Hash Code Computation

Hash code computation of 32 bit codes for word-aligned strings, null padded to be integral multiples of 12 bytes.

The C source code this version is based on, along with an explanatory article, was found at http://burtleburtle.net/bob/hash/evahash.html .

It came with the following notice:

By Bob Jenkins, 1996. bob_jenkins@burtleburtle.net. You may use this code any way you wish, private, educational, or commercial. It's free.

Use for hash table lookup, or anything where one collision in $2^{32}$ is acceptable. Do NOT use for cryptographic purposes.

I've adaptated it to C++ and specialized it for 32-bit x86. In particular, the hash code arithmetic has been rewritten to first copy the key to a word-aligned, null-padded, multiple-of-12-byte buffer, which input works out to be much more tractable than raw, unaligned, arbitrary length C-style character strings.

Judging by the article, Jenkins is clearly aware that the word aligned computation is easier to read and write; he evidently chose the unaligned approach in order to satisfy the widest possible range of clients. Note, by the way, that he gives source for 64-bit hash code computation as well.

Word alignment allows each group of four character operations to be folded into a single unsigned integer expression, and the null padding allows the switch logic for string remainders to be folded into the main loop.

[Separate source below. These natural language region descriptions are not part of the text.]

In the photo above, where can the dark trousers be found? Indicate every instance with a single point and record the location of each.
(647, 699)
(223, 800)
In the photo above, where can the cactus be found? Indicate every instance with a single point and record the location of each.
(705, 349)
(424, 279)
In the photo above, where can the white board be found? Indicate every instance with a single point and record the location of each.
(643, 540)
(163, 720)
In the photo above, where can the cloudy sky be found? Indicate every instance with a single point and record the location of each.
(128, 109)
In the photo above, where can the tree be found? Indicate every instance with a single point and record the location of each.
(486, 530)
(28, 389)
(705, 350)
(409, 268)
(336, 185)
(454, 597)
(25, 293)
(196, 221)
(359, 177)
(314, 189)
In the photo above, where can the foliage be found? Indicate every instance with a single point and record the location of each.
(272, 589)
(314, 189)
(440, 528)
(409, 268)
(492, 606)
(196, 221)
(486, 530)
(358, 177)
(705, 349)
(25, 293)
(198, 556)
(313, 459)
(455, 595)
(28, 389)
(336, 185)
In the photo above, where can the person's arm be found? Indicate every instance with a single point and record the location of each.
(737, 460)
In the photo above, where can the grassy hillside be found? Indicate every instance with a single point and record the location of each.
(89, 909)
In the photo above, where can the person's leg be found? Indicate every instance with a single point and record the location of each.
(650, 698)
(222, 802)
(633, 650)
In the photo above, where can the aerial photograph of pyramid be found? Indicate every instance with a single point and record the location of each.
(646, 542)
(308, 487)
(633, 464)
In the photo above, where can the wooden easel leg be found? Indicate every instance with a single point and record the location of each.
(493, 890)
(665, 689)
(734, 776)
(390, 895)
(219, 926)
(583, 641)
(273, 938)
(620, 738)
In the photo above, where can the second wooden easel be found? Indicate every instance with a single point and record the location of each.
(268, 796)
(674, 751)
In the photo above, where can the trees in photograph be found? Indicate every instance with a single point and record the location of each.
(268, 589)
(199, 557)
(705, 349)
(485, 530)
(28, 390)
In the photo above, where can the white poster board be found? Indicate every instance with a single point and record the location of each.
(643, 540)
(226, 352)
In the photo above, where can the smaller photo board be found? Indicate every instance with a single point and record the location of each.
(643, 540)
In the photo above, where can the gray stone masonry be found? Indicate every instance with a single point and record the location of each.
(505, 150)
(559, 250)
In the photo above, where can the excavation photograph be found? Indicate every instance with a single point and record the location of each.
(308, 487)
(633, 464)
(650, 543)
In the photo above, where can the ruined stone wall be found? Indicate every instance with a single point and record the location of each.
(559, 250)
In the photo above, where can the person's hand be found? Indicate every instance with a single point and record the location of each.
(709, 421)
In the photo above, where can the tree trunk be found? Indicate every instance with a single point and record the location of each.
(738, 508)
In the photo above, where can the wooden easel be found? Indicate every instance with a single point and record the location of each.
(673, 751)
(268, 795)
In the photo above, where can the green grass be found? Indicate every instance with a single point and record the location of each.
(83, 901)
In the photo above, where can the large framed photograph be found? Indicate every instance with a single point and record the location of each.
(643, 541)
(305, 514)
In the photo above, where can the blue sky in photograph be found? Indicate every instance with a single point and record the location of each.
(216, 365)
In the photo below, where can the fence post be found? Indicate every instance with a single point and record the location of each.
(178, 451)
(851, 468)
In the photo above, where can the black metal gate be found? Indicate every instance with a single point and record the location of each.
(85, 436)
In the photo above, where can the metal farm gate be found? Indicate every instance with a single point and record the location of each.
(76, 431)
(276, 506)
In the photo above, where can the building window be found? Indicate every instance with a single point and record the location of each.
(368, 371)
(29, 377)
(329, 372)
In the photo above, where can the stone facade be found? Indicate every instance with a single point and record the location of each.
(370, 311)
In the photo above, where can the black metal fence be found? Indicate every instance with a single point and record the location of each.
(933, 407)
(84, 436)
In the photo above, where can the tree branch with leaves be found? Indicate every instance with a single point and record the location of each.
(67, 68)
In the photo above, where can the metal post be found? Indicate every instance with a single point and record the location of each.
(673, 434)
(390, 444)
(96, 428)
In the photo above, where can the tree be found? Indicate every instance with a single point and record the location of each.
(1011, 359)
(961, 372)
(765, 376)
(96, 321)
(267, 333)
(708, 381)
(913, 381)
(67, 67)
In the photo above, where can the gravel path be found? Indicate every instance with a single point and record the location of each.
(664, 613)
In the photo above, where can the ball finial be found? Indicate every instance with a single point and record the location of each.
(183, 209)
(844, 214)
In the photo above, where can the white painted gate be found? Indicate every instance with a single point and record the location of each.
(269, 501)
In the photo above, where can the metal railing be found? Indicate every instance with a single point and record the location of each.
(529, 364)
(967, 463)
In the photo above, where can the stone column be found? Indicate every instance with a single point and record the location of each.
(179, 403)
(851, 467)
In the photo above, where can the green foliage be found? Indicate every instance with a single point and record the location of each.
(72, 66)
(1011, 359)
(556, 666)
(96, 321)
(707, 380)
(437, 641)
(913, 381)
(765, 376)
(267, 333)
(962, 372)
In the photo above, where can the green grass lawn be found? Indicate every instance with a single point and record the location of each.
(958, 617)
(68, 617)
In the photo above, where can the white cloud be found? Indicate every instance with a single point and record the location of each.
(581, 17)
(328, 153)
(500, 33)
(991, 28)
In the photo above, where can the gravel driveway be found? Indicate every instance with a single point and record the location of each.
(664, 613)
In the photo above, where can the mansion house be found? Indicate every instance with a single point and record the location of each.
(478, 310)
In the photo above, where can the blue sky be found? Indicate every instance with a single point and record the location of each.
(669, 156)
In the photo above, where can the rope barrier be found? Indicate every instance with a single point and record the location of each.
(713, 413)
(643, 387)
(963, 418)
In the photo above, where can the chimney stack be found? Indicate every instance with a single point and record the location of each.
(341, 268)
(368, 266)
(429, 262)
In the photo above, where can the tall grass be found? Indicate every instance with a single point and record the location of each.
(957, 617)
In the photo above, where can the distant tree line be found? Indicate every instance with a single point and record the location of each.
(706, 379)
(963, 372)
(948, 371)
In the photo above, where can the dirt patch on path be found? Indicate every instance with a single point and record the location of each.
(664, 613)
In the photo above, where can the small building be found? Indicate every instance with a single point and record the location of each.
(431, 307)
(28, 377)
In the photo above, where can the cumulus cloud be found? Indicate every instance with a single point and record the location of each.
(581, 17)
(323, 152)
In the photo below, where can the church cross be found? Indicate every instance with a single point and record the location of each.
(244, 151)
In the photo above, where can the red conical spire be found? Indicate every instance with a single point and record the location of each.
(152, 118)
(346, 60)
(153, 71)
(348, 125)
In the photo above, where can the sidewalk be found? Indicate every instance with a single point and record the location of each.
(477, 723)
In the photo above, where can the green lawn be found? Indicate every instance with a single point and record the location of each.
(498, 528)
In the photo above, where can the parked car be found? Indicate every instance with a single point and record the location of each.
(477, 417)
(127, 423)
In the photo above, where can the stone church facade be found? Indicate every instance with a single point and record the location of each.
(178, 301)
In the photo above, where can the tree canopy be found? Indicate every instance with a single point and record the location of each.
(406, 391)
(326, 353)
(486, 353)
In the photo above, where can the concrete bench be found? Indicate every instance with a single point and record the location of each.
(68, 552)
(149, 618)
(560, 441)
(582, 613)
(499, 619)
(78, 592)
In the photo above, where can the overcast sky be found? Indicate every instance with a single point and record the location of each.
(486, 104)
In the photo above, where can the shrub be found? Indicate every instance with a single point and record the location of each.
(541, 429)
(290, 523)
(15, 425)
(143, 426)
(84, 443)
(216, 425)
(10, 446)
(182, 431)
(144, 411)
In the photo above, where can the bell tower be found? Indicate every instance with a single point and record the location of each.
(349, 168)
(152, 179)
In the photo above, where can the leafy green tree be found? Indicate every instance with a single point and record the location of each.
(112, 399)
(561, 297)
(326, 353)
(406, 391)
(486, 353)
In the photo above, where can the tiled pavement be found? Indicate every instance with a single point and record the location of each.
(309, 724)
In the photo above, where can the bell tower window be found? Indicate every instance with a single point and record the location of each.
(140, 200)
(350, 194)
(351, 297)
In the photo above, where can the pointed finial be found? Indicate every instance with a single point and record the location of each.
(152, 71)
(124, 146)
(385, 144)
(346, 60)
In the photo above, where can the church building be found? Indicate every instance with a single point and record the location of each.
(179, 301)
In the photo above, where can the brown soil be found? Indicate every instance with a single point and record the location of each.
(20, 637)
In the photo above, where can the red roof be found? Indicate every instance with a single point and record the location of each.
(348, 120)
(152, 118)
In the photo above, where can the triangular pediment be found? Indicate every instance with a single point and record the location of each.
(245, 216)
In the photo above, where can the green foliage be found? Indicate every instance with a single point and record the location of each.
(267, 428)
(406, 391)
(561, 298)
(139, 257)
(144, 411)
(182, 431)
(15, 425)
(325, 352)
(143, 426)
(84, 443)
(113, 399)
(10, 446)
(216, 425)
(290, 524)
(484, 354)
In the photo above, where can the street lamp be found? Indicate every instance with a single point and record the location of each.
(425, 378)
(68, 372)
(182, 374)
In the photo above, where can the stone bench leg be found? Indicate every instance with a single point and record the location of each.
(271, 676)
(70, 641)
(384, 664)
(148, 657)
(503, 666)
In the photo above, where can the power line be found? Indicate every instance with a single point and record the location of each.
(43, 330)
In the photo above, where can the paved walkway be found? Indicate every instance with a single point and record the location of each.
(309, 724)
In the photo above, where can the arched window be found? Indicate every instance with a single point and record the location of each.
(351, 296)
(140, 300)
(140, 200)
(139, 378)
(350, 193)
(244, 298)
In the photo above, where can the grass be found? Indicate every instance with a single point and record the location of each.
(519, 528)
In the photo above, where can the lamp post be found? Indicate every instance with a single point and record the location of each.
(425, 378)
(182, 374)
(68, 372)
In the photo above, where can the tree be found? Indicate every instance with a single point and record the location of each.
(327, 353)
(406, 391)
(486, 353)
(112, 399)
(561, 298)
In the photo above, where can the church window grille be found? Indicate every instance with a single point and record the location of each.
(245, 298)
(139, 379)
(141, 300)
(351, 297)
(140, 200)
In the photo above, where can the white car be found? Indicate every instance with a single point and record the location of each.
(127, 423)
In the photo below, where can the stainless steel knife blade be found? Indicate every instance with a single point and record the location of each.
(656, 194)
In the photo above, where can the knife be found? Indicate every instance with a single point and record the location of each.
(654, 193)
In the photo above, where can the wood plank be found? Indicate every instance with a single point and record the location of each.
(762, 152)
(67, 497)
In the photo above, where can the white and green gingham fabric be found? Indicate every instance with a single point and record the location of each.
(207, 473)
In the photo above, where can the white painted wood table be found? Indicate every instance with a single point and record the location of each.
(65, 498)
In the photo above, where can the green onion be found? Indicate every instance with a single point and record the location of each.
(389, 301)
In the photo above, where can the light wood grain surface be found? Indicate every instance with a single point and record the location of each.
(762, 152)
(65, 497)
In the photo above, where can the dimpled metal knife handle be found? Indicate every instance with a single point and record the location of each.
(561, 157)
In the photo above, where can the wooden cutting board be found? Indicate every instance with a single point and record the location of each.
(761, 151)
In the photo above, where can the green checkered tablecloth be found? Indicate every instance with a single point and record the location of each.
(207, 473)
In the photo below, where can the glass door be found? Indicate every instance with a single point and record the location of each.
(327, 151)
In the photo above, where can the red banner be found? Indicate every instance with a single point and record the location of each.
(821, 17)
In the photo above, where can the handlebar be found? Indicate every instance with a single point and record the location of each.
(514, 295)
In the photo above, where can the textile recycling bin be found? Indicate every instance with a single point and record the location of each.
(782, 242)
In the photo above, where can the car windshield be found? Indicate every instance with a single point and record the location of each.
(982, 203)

Although the loop traversal code is considerably different in style from that of Bob Jenkins' original, each iteration of the loop still works with 12-byte character sequences, and in Hash::State::operator+=(nat_0 key), the first three assignments correspond to Jenkins' combine() step, and the following loop, to the mix(), or permutation, step. Note that in order to fold the post-loop remainder computation into the main loop body, I chose to: (1) regularize the string remainder suffix combining step to conform with that used in the loop body; the original varied slightly between loop body and post-loop; and (2) use the string length as the salt, rather than attempt to combine it with the state vector part way through the computation.

As a result, the hash codes that are computed for strings of length greater than 8 differ from Jenkins' original code. Since I still use all the original input information, and the permutation step is unchanged, the likelihood of collisions should also be unchanged.

Bill Pippin 2010-01-14